To convict an accused of armed statutory burglary in
violation of Code § 18.2-91, the Commonwealth must prove the
accused was armed with a deadly weapon. "Conviction of a crime
is not justified if the evidence creates only a suspicion of
guilt." Yarborough v. Commonwealth, 247 Va. 215, 218, 441
S.E.2d 342, 344 (1994). As in every criminal case, "the
evidence must establish the accused's guilt beyond a reasonable
doubt." Id. For the reasons more fully stated in McBride v.
Commonwealth, 24 Va. App. 603, 608-11, 484 S.E.2d 165, 168-70
(1997) (Benton, J., dissenting), I would reverse the conviction
because the evidence failed to prove beyond a reasonable doubt
the presence of a weapon. See also Yarborough, 247 Va. at
218-19, 441 S.E.2d at 344 (holding the "evidence that [the
accused] 'may have had' a firearm in his possession creates
merely a suspicion of guilt . . . [that] is insufficient to
prove . . . he actually possessed a firearm").
- 7 - III.
I would also reverse the conviction for the abduction of
Hancock. The trial judge convicted Bell of attempted robbery.
The principle is well established that "in cases of robbery,
there usually is a detention of the victim and often a seizure."

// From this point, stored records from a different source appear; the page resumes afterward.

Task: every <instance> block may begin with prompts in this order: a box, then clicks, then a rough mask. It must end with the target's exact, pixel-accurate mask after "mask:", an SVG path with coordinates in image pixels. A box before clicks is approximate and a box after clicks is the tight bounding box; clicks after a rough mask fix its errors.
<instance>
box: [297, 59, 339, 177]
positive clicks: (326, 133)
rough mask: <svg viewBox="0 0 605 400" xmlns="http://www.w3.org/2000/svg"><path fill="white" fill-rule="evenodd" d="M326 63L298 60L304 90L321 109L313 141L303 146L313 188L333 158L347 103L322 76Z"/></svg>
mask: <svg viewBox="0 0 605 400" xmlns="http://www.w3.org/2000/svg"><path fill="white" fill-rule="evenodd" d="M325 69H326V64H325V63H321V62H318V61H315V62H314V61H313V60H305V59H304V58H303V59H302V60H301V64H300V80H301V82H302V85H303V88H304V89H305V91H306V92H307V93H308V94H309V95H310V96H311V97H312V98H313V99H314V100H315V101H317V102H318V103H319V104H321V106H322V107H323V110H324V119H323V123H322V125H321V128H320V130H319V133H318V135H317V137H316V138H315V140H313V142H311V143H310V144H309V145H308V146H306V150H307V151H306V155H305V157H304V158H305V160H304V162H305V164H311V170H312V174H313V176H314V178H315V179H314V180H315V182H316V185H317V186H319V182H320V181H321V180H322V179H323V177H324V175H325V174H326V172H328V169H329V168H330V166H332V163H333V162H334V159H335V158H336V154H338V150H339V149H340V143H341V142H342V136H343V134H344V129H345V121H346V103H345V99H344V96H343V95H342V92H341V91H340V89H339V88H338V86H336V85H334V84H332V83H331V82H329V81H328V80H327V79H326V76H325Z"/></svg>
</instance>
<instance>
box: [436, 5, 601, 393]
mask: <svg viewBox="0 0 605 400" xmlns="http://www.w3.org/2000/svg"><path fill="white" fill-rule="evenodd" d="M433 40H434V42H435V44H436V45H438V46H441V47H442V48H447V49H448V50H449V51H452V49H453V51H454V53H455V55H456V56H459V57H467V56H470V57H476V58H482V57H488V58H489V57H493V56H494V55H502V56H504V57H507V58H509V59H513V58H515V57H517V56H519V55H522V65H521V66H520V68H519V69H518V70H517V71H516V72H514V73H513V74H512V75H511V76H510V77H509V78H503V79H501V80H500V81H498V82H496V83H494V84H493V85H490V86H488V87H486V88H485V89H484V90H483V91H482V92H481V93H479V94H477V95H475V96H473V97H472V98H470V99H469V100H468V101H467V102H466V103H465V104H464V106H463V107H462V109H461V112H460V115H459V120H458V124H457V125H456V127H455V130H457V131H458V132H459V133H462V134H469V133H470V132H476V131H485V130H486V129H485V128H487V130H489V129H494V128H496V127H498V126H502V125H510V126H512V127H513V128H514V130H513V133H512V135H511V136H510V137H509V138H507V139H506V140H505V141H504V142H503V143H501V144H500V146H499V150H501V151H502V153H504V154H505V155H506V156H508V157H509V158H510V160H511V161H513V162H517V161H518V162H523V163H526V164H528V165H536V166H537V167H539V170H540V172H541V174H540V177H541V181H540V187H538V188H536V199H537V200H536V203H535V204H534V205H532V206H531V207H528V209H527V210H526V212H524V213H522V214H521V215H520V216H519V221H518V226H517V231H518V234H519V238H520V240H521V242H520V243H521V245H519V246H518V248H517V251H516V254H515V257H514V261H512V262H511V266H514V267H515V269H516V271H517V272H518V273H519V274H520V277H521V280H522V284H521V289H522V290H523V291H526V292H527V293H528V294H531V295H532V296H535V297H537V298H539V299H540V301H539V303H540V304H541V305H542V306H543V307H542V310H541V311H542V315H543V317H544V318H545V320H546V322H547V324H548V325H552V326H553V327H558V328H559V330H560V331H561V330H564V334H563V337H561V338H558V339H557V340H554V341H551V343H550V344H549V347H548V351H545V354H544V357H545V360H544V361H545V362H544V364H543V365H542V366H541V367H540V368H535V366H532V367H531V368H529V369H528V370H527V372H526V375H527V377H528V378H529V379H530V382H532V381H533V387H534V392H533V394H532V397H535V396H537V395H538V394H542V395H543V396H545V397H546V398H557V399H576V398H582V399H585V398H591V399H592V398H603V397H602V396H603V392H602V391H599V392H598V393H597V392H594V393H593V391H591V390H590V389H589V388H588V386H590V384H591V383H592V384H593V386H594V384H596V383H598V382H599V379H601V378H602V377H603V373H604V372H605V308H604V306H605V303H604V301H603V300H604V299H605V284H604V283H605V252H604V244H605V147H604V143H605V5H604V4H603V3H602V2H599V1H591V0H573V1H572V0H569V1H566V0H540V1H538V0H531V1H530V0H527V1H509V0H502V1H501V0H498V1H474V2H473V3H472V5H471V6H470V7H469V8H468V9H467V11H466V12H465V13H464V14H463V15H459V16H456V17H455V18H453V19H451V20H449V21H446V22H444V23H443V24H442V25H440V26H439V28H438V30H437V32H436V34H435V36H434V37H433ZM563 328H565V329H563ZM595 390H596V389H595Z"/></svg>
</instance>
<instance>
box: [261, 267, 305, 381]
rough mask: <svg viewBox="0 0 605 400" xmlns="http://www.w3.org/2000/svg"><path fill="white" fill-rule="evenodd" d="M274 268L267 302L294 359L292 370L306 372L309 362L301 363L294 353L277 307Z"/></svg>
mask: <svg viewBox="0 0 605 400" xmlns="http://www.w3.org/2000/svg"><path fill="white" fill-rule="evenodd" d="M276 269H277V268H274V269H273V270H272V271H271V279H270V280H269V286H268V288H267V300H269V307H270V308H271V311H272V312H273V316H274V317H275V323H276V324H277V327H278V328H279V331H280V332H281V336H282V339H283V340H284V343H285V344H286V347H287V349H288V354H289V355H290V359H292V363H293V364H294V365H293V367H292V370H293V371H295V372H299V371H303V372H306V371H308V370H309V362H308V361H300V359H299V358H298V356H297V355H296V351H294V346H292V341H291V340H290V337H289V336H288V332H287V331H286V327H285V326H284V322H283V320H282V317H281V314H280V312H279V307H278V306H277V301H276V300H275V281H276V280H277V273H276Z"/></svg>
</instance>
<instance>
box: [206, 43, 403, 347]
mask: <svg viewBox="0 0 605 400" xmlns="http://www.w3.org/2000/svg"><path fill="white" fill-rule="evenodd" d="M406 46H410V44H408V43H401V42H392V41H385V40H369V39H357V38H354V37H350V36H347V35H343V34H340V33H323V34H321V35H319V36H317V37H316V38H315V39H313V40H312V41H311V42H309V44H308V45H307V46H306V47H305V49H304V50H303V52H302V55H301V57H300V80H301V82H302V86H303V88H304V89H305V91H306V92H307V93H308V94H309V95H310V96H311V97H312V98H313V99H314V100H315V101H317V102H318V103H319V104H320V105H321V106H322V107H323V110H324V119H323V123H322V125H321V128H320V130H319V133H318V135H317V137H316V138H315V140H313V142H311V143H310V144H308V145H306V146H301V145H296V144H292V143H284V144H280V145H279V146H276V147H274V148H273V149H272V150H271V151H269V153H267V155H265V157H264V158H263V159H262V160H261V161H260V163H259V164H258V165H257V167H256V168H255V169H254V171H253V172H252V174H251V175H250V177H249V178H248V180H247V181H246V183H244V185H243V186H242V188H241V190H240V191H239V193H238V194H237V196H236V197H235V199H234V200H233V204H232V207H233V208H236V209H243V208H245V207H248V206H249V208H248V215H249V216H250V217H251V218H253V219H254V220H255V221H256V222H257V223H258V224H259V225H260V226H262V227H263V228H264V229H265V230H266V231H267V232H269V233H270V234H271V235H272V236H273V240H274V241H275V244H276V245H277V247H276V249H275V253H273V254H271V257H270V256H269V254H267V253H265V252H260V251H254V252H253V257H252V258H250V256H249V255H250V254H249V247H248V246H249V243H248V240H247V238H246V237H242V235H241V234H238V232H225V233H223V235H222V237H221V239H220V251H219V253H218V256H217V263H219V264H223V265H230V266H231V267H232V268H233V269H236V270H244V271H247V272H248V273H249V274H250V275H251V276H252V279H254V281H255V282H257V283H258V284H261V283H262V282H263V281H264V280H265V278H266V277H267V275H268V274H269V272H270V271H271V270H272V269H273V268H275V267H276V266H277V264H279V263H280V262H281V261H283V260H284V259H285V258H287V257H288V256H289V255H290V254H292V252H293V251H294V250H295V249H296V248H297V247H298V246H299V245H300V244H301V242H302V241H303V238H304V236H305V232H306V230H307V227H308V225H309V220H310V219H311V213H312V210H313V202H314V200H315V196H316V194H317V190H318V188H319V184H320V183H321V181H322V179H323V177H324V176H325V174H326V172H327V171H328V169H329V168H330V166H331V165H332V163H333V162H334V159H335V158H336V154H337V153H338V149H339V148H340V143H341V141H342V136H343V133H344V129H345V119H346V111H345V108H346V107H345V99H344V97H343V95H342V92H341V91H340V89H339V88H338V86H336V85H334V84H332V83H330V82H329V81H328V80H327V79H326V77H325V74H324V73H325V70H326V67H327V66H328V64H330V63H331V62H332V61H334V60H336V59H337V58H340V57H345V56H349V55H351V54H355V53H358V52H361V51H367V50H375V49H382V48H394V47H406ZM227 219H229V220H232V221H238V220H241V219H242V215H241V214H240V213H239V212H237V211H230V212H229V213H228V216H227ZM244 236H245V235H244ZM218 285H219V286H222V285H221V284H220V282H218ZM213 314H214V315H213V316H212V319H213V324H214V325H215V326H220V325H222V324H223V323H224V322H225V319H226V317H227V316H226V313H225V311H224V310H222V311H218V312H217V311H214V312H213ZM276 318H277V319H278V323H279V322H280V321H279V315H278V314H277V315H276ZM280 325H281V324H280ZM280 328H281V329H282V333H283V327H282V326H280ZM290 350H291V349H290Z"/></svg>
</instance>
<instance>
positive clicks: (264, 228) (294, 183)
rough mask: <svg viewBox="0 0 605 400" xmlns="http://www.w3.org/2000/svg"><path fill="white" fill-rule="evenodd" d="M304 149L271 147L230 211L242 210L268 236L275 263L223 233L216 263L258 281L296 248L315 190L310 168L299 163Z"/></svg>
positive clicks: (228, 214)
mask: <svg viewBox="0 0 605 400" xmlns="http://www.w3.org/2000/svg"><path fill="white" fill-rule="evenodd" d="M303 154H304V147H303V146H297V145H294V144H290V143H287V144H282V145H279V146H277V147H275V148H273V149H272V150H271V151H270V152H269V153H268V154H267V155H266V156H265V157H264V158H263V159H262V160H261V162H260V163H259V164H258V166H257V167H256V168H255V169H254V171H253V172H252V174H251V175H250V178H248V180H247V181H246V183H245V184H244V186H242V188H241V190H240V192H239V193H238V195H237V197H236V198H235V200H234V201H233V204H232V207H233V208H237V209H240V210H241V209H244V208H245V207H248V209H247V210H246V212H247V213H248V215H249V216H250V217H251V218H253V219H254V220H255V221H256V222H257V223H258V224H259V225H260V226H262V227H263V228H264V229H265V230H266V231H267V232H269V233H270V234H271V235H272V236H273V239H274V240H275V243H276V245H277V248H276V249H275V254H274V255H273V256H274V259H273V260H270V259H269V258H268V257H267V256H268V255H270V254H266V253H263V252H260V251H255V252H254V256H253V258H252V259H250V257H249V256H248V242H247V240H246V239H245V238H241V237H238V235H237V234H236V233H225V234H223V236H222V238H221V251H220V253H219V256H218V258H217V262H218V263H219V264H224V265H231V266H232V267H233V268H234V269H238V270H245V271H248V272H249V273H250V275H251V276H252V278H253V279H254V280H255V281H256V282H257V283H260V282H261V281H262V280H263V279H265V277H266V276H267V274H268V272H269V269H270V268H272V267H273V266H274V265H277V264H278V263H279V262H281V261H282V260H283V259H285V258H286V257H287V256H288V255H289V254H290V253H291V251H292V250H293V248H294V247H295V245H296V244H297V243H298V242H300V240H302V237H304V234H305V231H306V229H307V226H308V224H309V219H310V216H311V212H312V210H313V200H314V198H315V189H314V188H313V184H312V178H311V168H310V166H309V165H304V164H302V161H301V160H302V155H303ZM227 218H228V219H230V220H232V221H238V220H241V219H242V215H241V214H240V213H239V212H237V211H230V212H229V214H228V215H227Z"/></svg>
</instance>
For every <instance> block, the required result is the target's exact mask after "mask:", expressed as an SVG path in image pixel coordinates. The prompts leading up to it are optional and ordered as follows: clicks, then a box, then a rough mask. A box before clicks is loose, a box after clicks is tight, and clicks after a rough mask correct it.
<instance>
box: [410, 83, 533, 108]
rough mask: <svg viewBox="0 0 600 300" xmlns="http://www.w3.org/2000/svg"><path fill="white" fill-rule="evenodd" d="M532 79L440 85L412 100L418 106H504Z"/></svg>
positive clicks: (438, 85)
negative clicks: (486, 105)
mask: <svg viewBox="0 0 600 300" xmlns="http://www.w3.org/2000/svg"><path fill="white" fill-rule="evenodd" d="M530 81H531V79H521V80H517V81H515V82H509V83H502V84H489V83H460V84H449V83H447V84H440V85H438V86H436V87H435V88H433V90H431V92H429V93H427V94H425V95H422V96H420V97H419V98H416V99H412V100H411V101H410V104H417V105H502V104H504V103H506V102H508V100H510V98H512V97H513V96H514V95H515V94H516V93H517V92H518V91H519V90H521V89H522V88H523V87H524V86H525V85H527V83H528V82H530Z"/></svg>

Johnson v. Commonwealth, 221 Va. 872, 878, 275 S.E.2d 592, 596
(1981). This principle applies equally to attempted robbery and
brings into play the following holding:
[O]ne accused of abduction by detention and another crime involving restraint of the victim, both growing out of a continuing course of conduct, is subject upon conviction to separate penalties for separate offenses only when the detention committed in the act of abduction is separate and apart from, and not merely incidental to, the restraint employed in the commission of the other crime.
Brown v. Commonwealth, 230 Va. 310, 314, 337 S.E.2d 711, 713-14
(1985).
The evidence failed to prove that the detention of Hancock
was "separate and apart from" the kind of restraint intrinsic in
the act of attempting a robbery within the residence. "[I]n the
enactment of the abduction statute the General Assembly did not
intend to make the kind of restraint which is an intrinsic
element of crimes such as rape, robbery, and assault a criminal
act, punishable as a separate offense." Id. at 314, 337 S.E.2d
at 713.
- 8 - For these reasons, I would reverse the four convictions for
use of a firearm while committing a felony (Code § 18.2-53.1),
the conviction for armed statutory burglary (Code § 18.2-91),
and the conviction for simple abduction of Hancock (Code
§ 18.2-47). 3
3 Although the conviction order recites that the trial judge convicted Bell of simple abduction (Code § 18.2-47), a lesser-included offense of Code § 18.2-48, and sentenced him consistent with the punishment for simple abduction, the conviction order reflects Code § 18.2-48 rather than Code § 18.2-47.